Measuring T cell receptor and T cell gene expression diversity in antigen-responsive human CD4+ T cells

• Published in: Journal of immunological methods Vol. 400-401; pp. 13 - 22
• Main Authors: Eugster, Anne, Lindner, Annett, Heninger, Anne-Kristin, Wilhelm, Carmen, Dietz, Sevina, Catani, Mara, Ziegler, Anette-G., Bonifacio, Ezio
• Format: Journal Article
• Language: English
• Published: Netherlands Elsevier B.V 31.12.2013
• Subjects: Adult; CD4-positive T-lymphocytes; CD4-Positive T-Lymphocytes - immunology; cytokines; DNA - genetics; epitopes; Female; Gene expression; Gene Expression Profiling - methods; genes; Human; Humans; Immunologic Memory; Infant; Male; Middle Aged; monitoring; receptors; Receptors, Antigen, T-Cell, alpha-beta - genetics; secondary immunization; Sequence Analysis, DNA - methods; Single-Cell Analysis - methods; T cell receptor; T cells; T-Lymphocyte Subsets - immunology; tetanus; Tetanus Toxoid - immunology; vaccination; vaccines; Human; T cell receptor; T cells; Gene expression
• ISSN: 0022-1759; 1872-7905
• DOI: 10.1016/j.jim.2013.11.003

T cells have diversity in TCR, epitope recognition, and cytokine production, and can be used for immune monitoring.

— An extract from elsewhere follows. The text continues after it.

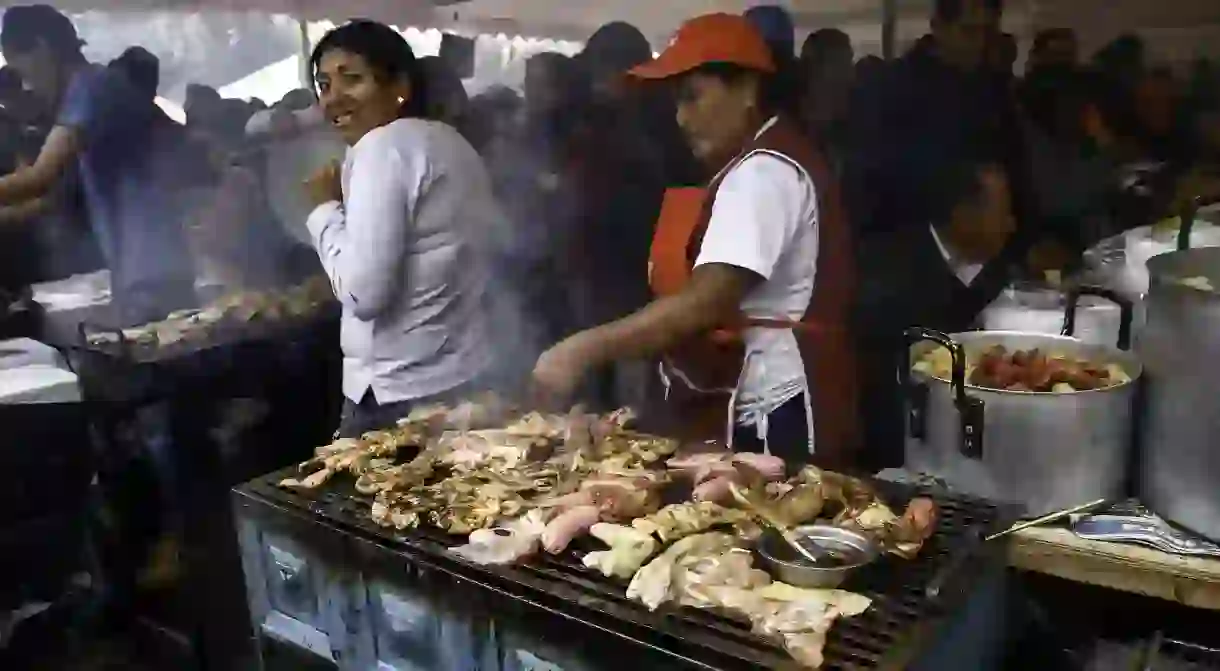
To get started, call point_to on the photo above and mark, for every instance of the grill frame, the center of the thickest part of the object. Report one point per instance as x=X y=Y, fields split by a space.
x=891 y=635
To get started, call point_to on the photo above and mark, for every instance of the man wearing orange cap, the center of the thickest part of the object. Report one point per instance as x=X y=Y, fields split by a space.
x=752 y=273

Furthermore, clonal expansion of TCR families in disease may provide opportunities for TCR-directed therapies. We developed methodology for sequencing expressed genes of TCR alpha and beta chains from single cells and applied this to vaccine (tetanus-toxoid)-responsive CD4+ T cells. TCR alpha and beta chains were both successfully sequenced in 1309 (43%) of 3038 CD4+ T cells yielding 677 different receptors. TRAV and TRBV gene usage differed between tetanus-toxoid-responsive and non-responsive cells (p=0.004 and 0.0002), and there was extensive TCR diversity in tetanus-toxoid-responsive cells within individuals. Identical TCRs could be recovered in different samples from the same subject: TCRs identified after booster vaccination were frequent in pre-booster memory T cells (31% of pre-booster TCR), and also identified in pre-booster vaccination naïve cells (6.5%). No TCR was shared between subjects, but tetanus toxoid-responsive cells sharing one of their TCR chains were observed within and between subjects. Coupling single-cell gene expression profiling to TCR sequencing revealed examples of distinct cytokine profiles in cells bearing identical TCR. Novel molecular methodology demonstrates extensive diversity of Ag-responsive CD4+ T cells within and between individuals. •Methods that allow high throughput sequencing of TCR alpha and beta from single T cells•Selected gene expression profiles can be obtained concomitantly from each cell.•Ag-responsive CD4+ cells are markedly diverse within and between individuals.•T cells with identical TCR can be tracked between subsets and samples from a single individual.